All opinions are my own.

Wednesday, February 4, 2009

Commoditization of Drugs

Until 2006 low cost drugs could be purchased outside US only. Wal-Mart started to sell 30-day and 90-day supply at $4.00 and $10.00 respectively in 2006. Recently other pharma-sellers have joined to serve the growing market. These prices were unheard of before 2006. Even at these prices respective members of the supply chain (producers, formulators and HMO’s) are making “good” margins.

Commoditization had begun in 2006 and we did not realize it. With the current global economic downturn, an ever-increasing aging population and economic upswing of the under-developed countries demanding common ailment drugs, the commoditization pace has accelerated.
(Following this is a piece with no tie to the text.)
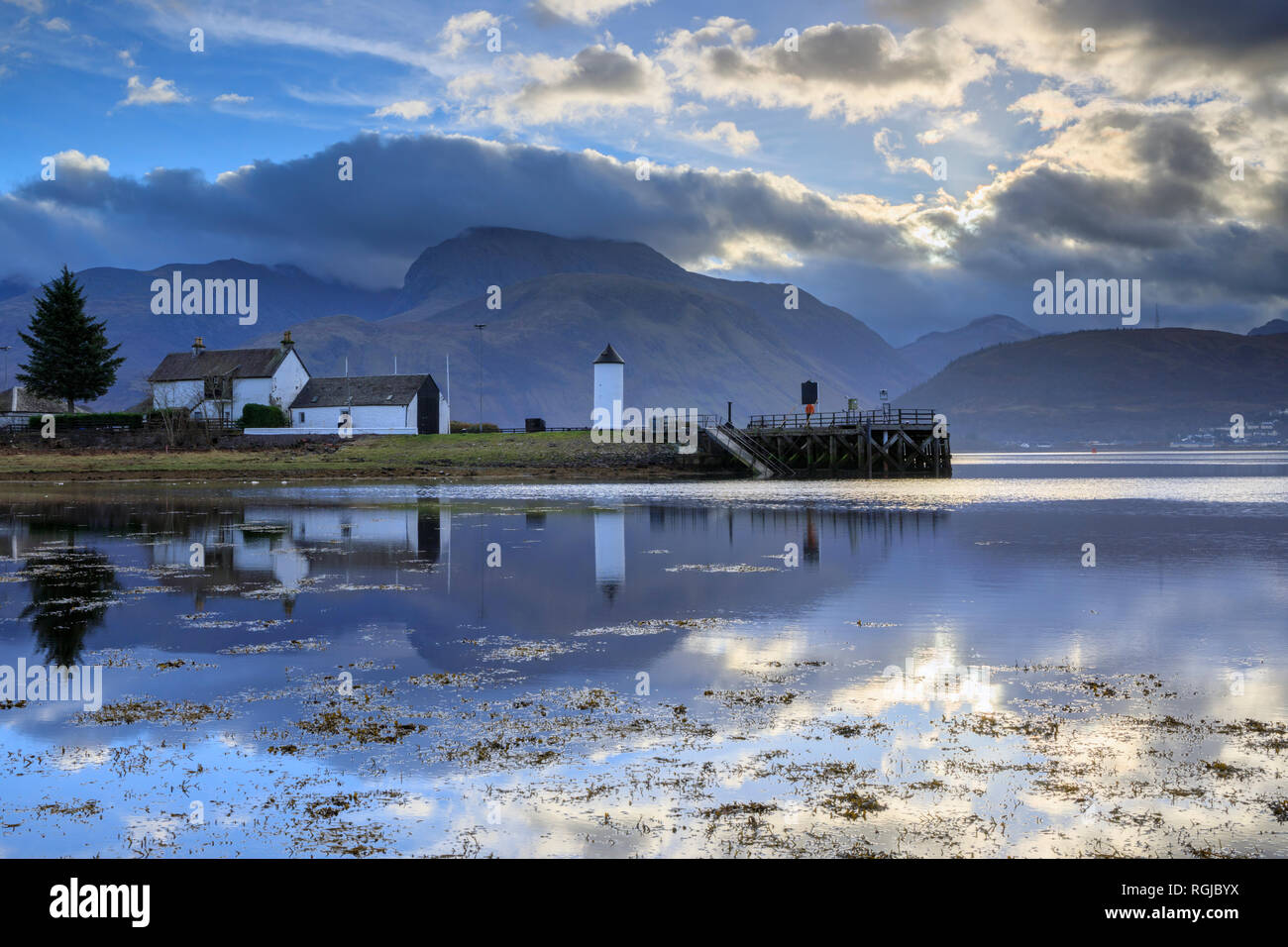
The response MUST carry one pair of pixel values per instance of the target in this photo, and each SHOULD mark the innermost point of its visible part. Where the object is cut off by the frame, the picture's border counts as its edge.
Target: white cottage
(375, 405)
(220, 382)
As we go forward the number of the drugs in the 30 and 90-day pool will increase. With the larger customer base, the annual volume for many of the active pharmaceutical ingredients (API) will increase.

Fine and specialty chemical companies (e.g. BASF and Albemarle among others are producers of ibuprofen and naproxen (Non-steroidal anti-inflammatory drugs: NSAID)) and generic drug companies are producing common cure APIs (i.e. specialty fine chemicals that have disease curing value). Many generics formulate various dosages for sale. Most of the drugs US pharma-sellers are offering for sale are being produced and formulated outside US. Big pharmaceutical companies are not involved in these programs.

As more brand name drugs become generic and the volume of generics increases, entrepreneurs, existing and new, would want to take advantage of the business opportunity. Market economics and desire for profits will result in the development of better processes and movement from batch processes to continuous processes. Better process technologies will reduce the costs of active pharmaceutical ingredient (API) resulting in higher profits for the members of the supply chain. All this will be result in higher profits and increased commoditization of the “off-patent” drugs.

It is expected that successes of better process technologies for the generic APIs might result in better manufacturing technologies for the ethical/brand drugs also thereby increasing their respective profits. It is possible that the lower costs from better processes for generics and ethical drugs might not be necessarily passed on to the consumers.